The idea is: Pick one habit, temporarily forbid it, and rewrite a short piece without being able to lean on that habit.

Here are some habits, and some ways to temporarily tie them up:

To be. Rewrite a piece without any form of the verb to be. If you can't use to be, you force yourself to think about your other verbs, and some other parts of speech, and the way you construct sentences. Then rewrite again using what you've learned, and using to be if you want to.
Adjectives and adverbs. Rewrite a piece with no adjectives. Or with no adverbs. For extra credit, rewrite with none of either. This forces you to think about the kinds of color that modifiers add, and forces you to find other ways to paint with those colors. Choosing better nouns and verbs, perhaps. Or playing with sentence structures. Or fragments. Then rewrite again using what you've learned, and using modifiers if you want to.
Sentence structure. Rewrite a piece using sentences no longer than 10 words (or seven words if 10 is too easy). Rewrite the same piece using sentences no shorter than 20 words (or 30 or 35 if 20 is too easy). Then rewrite again using what you've learned about sentence lengths and structures.
Excessive extra extraneous words and wordiness. Yah, you gotta have 'em. But how many? And which ones? Take a piece that's about 700 words long. Delete one tenth of the paragraphs (round up). Then delete one tenth of the remaining sentences. Then delete one tenth of the remaining words. Notice what you've lost. Count the words and remember the count. If it's more than 500 words, keep cutting, and count again. Your final count is now your word limit. Rewrite your piece to add back in everything you've lost, but without exceeding your word limit. This forces you to find more compact ways to say what you're trying to say, and to create the effects you're trying to create.

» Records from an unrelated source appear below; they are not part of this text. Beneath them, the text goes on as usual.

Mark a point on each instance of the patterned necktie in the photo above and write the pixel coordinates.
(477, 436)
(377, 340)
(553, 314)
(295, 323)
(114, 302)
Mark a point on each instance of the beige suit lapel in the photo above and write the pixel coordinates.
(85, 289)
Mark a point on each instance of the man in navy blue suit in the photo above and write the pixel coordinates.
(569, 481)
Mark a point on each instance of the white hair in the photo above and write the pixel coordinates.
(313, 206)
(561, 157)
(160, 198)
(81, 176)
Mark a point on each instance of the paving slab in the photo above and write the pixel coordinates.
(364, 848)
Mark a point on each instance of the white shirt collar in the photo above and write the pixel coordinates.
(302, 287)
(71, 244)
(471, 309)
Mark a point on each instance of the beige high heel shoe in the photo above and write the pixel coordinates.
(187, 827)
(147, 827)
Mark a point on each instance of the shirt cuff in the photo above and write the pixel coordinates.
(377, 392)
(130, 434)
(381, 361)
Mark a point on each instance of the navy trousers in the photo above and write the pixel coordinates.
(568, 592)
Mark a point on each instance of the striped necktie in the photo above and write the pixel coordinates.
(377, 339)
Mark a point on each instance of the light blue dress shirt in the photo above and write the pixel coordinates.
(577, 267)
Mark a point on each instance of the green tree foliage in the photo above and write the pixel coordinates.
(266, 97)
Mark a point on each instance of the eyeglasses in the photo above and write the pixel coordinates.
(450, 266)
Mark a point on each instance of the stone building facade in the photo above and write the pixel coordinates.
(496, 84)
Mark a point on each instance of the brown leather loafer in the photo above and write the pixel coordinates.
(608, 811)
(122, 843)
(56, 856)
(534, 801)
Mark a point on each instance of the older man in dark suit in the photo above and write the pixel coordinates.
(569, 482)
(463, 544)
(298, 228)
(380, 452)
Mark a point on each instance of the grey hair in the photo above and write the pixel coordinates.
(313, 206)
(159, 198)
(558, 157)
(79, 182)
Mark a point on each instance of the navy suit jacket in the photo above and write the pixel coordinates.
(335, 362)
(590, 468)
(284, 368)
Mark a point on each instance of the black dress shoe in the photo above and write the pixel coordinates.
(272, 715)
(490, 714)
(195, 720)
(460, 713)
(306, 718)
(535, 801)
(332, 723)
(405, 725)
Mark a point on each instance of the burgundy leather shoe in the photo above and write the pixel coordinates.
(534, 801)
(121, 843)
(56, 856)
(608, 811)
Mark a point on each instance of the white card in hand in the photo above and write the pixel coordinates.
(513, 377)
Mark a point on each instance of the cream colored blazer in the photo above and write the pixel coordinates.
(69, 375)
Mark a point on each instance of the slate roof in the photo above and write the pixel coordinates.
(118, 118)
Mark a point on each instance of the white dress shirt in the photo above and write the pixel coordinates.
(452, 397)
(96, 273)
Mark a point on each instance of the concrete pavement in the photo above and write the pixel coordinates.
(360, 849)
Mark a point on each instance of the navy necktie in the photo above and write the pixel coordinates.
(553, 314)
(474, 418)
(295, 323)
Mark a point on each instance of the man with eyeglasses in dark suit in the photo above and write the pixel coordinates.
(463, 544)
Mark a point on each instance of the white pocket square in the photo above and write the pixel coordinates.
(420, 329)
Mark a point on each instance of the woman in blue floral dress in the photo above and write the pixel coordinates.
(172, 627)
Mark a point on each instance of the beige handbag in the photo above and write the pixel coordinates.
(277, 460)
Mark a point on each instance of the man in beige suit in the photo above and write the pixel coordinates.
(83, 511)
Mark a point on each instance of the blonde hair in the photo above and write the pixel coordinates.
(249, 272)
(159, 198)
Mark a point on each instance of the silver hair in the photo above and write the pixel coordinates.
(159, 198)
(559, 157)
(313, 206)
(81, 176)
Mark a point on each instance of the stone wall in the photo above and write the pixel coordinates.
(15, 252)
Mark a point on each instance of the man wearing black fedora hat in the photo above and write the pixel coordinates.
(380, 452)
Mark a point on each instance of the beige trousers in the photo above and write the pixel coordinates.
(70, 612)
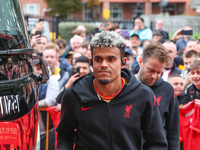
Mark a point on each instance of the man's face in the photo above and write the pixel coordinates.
(150, 70)
(84, 68)
(75, 56)
(40, 26)
(195, 77)
(139, 23)
(76, 44)
(83, 36)
(177, 84)
(187, 62)
(159, 25)
(190, 46)
(135, 41)
(172, 52)
(41, 44)
(129, 62)
(156, 38)
(107, 64)
(50, 57)
(37, 69)
(84, 51)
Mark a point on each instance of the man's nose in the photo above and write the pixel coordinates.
(104, 63)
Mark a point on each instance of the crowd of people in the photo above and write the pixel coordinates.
(110, 86)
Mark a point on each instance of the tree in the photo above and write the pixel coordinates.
(64, 7)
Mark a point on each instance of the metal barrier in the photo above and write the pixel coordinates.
(47, 127)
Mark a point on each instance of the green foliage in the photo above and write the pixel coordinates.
(92, 3)
(195, 35)
(65, 28)
(64, 7)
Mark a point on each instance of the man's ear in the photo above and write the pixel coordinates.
(124, 60)
(140, 61)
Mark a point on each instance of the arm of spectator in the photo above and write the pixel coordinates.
(187, 80)
(71, 80)
(177, 35)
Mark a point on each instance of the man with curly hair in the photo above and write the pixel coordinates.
(109, 108)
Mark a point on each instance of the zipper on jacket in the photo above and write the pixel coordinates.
(109, 119)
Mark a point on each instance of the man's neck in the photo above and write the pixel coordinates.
(110, 88)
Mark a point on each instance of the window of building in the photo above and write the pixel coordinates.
(32, 9)
(116, 11)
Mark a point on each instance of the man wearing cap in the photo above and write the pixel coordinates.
(135, 41)
(130, 59)
(139, 28)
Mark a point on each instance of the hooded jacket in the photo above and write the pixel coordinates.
(110, 126)
(168, 106)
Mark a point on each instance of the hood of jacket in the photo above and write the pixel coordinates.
(84, 86)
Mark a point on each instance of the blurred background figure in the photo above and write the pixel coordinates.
(157, 36)
(159, 27)
(139, 28)
(182, 42)
(130, 60)
(135, 41)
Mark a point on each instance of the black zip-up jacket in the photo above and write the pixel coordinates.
(110, 126)
(191, 93)
(168, 105)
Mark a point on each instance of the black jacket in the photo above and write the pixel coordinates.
(168, 105)
(110, 126)
(175, 70)
(191, 93)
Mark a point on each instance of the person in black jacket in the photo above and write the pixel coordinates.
(153, 60)
(170, 67)
(109, 107)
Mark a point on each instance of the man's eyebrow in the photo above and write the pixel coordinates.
(106, 56)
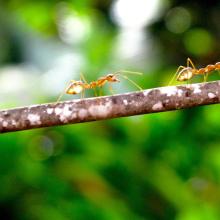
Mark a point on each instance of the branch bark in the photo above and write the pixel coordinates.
(106, 107)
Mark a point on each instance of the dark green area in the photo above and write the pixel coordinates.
(162, 166)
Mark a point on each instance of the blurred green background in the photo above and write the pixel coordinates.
(159, 166)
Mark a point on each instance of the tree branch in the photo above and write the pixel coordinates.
(105, 107)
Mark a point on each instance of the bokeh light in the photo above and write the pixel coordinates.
(198, 42)
(178, 20)
(135, 14)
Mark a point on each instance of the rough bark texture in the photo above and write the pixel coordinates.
(99, 108)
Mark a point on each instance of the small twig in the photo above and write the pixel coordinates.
(99, 108)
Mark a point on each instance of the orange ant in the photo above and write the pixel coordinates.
(79, 86)
(186, 72)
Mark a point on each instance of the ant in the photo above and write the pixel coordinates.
(79, 86)
(186, 72)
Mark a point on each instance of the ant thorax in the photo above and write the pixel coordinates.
(112, 78)
(185, 74)
(75, 87)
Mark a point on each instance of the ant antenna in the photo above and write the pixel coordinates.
(62, 93)
(176, 73)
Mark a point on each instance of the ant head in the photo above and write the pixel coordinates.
(75, 87)
(185, 74)
(112, 78)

By tying a habit behind your back, you force yourself to rethink how you overrely on that habit. You have to find other ways to create the same effects. And by playing with other ways, you learn all kinds of stuff about how words and sentences and sonority and rhythms and punctuation work. And you learn how to choose those things deliberately, instead of out of habit.

And by choosing deliberately, you discover your style.